A long silence. A soldier suddenly screamed and bolted, leaping over the doorsill and tearing off down the hall. Without hesitation, Blaine drew his weapon, took careful aim, and pulled the trigger. The old Peacemaker kicked with a roar and the soldier went down, screaming and gargling.

“Fuck this, I’m putting a suit on,” Dart said, his voice breaking, scrabbling at the rack, pulling down suits. “We’ll be safe in the lab!” Several suits fell off the rack with a crash and now the soldiers rushed in, grabbing at suits, shoving one another, all semblance of discipline vanished.

Multiply that panic by a hundred million , Blaine thought. That’s what the country was facing.

His eye fell back on the faint, damp patches where the crystallized virus and its substrate had sprayed across the floor and walls.

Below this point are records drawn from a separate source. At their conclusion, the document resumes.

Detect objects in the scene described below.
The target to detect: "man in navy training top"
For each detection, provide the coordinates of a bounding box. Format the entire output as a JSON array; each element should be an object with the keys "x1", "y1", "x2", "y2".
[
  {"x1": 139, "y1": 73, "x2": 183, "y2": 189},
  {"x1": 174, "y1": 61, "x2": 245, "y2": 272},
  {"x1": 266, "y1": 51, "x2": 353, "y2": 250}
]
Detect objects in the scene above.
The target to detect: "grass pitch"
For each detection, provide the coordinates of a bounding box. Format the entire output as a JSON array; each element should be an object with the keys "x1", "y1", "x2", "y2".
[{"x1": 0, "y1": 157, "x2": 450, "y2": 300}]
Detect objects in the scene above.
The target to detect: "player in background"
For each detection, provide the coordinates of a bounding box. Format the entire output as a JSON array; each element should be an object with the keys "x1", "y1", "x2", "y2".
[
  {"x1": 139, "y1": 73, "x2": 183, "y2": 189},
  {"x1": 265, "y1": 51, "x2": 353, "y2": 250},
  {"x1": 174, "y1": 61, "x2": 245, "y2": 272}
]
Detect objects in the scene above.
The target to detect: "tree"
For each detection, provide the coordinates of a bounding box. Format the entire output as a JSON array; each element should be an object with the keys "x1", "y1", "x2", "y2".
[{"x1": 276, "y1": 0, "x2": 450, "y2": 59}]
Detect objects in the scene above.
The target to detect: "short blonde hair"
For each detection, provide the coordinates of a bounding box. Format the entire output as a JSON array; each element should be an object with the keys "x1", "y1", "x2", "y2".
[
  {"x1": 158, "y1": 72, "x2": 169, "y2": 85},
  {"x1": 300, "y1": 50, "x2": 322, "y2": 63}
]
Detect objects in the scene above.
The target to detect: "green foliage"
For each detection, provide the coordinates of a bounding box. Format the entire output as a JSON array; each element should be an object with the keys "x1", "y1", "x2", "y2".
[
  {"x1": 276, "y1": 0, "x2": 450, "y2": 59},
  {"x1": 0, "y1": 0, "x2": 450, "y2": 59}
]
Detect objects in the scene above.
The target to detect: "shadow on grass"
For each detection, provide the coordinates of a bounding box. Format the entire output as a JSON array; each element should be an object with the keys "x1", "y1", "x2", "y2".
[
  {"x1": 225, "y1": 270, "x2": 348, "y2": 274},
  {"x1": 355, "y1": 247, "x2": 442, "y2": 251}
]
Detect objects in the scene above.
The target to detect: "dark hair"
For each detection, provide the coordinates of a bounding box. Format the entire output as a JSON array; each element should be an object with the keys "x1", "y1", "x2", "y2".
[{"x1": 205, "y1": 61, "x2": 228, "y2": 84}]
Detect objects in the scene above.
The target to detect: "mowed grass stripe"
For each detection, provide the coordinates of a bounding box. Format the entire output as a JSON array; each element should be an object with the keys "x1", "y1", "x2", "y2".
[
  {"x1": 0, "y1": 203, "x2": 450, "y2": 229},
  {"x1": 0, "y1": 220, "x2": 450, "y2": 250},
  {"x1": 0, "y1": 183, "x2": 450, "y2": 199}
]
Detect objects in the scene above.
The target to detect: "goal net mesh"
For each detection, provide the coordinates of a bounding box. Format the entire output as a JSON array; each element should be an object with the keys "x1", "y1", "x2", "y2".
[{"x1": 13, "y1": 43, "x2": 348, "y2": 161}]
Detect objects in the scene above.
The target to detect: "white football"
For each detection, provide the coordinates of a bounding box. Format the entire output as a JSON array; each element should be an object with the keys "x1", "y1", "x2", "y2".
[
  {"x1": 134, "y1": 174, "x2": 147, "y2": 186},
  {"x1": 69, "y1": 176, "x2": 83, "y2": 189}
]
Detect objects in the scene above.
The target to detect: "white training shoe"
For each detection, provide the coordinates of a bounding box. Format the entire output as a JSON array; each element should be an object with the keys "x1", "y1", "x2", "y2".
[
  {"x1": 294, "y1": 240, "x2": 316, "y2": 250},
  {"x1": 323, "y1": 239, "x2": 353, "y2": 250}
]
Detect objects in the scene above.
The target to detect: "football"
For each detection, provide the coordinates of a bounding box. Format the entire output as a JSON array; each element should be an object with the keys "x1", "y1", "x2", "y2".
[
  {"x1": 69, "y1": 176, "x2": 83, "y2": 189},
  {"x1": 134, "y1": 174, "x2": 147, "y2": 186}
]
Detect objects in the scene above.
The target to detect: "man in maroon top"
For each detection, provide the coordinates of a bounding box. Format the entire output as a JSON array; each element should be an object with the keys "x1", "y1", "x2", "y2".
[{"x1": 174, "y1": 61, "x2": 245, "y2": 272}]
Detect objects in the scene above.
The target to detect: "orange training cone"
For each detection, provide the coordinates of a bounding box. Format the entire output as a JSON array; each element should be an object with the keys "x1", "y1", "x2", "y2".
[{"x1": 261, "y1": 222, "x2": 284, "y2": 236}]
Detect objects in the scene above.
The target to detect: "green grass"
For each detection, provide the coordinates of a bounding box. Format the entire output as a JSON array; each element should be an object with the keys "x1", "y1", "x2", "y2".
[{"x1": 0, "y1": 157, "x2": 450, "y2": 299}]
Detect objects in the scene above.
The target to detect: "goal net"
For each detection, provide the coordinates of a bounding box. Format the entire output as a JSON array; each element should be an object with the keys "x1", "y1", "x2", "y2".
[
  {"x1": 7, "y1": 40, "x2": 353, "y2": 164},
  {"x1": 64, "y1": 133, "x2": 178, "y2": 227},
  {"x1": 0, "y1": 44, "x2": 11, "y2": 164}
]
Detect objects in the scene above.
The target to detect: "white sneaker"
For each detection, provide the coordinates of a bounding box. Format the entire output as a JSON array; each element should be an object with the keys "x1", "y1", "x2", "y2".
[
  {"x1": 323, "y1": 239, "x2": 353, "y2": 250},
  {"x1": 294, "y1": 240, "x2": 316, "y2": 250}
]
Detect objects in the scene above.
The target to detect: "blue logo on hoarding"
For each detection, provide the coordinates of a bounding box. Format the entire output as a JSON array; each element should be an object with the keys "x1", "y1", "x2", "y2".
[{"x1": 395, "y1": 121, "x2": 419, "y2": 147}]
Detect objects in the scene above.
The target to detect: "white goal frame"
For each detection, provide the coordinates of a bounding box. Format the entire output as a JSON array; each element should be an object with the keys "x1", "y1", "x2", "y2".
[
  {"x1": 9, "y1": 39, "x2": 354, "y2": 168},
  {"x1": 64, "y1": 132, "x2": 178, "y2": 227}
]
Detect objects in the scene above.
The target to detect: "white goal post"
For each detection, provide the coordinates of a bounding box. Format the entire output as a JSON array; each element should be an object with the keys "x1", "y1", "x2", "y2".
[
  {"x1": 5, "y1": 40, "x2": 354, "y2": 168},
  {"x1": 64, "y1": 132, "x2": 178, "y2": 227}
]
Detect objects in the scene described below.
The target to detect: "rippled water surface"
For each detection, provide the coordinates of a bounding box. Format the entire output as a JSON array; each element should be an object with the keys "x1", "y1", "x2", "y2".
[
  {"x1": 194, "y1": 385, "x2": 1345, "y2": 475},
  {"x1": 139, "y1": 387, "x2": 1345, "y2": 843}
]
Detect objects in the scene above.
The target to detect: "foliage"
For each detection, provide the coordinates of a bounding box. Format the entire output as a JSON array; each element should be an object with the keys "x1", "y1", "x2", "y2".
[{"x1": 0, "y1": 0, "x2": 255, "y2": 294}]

It was unspeakable. He couldn’t believe Gideon had actually done it. Blaine knew he was perfectly willing to give his life for his country—in fact he had expected to—but not like this. Not like this.

And then he noticed something.

He bent down. Looked closer. Got on his hands and knees. And then reached out and picked up the broken puck. A small serial number was stamped on the side, along with an identification label in tiny type:

INFLUENZA A/H9N2 KILLED

“My God!” he cried. “This isn’t smallpox! We’ve been tricked. Spread out, search the building, find him! This is a different puck. He switched pucks. He’s still got the smallpox! He’s still got the smallpox!

73

Gideon sprinted down the hallway. As he ran, he decided to head for the rear of the building. There might be more soldiers waiting in the lobby. Besides, the back of the building would give him the added advantage of bringing him closer to where he’d parked the Jeep, in the rear lot.

Which meant he had to find a back exit.

He raced up a stairwell to the ground floor and headed toward the back of the building, running as fast as he could while still protecting the puck. It was a huge, virtually deserted complex, and he found himself wasting time with unexpected twists and turns, dead ends and locked doors that forced him to backtrack again and again. And all the while, the clock was ticking.